The basic instruction in the practice of contemplation remains fundamentally the same throughout its seasons of practice: whenever we become aware that our attention has been stolen, we bring it back to the prayer word united with the breath. The practice is not to sit there trying to have no thoughts or only certain thoughts. As St. Teresa of Avila put it centuries ago, "by trying not to think, we hopelessly stimulate the imagination. . . . The harder you try not to think of anything, the more aroused your mind will become and you will think even more." Nor do we push away thoughts in an attempt to generate a dull blankness. Instead we simply bring our attention back to our practice whenever we find that our attention has been stolen. The challenge lies in its simplicity.



The second thing I thought of while reading was that a certain passage spoke to me quite directly. ("Are you there, Jan? It's me, God.") You see, yesterday at work the window was open and while I was alone in the office I kept hearing a noisy leaf-blower. I even got up and went and looked out to see if I could see the person running it. There is a parking area below the window and I wondered if he was leaf-blowing the whole area. I wondered why leaf-blowers have to be so noisy. I'm sure we have the technology to make them quiet, but I speculated that the extra labor and parts involved in doing so would make them prohibitively expensive.

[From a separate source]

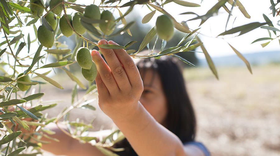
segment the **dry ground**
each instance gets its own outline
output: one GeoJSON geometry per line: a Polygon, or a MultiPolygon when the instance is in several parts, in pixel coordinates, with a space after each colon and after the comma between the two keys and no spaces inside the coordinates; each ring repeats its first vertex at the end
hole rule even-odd
{"type": "MultiPolygon", "coordinates": [[[[218,81],[208,68],[184,71],[197,118],[197,140],[206,145],[212,155],[280,155],[280,65],[254,66],[252,69],[251,75],[245,66],[218,67],[218,81]]],[[[48,86],[42,91],[46,93],[44,100],[64,100],[47,111],[50,116],[57,115],[70,105],[74,85],[68,77],[53,78],[65,89],[48,86]]],[[[80,98],[84,91],[79,92],[80,98]]],[[[97,107],[96,103],[91,104],[97,107]]],[[[95,130],[110,128],[112,125],[99,109],[74,110],[70,119],[77,117],[87,122],[96,118],[95,130]]]]}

Anyway, there came a description of a man at a retreat who had a similar irritation issue because someone near the retreat center was using a buzz saw to cut wood at the same time the retreatants were sitting in silence in the afternoon. His retreat guide advised him "to use the ordeal as an experiment in cultivating interior stillness in the midst of irritating noise." Here is another quote:

Coping with disruptive noise that we simply cannot do anything about does not so much call for praying to the patron saint of noise reduction as for being resolved that it's okay for the noise to be there if it happens to be there and nothing can be done about it. To get caught up in a buzzing commentary on how irritating the noise is makes for a noisy relationship with noise. The irritation is something the mind adds.

Later the author states, "silence is wide and gracious enough to allow sound, even irritating sound, to be present." He also gives similar advice as for wandering thoughts: "instead of trying to push disruption  away, we shift our attention away from the disrupting noise to our prayer word."

I like to read books about prayer, but I don't always put what I read into practice after reading. I'm like an armchair traveler, reading about it but not actually going there. But I still have hopes that I will journey "into the silent land." If I recall correctly, Teresa of Avila was a nun for 18 years before she developed a strong prayer life. My good professor at Regent College, James Houston, encouraged us not to despise our own prayer lives. He said we probably pray more than we realize.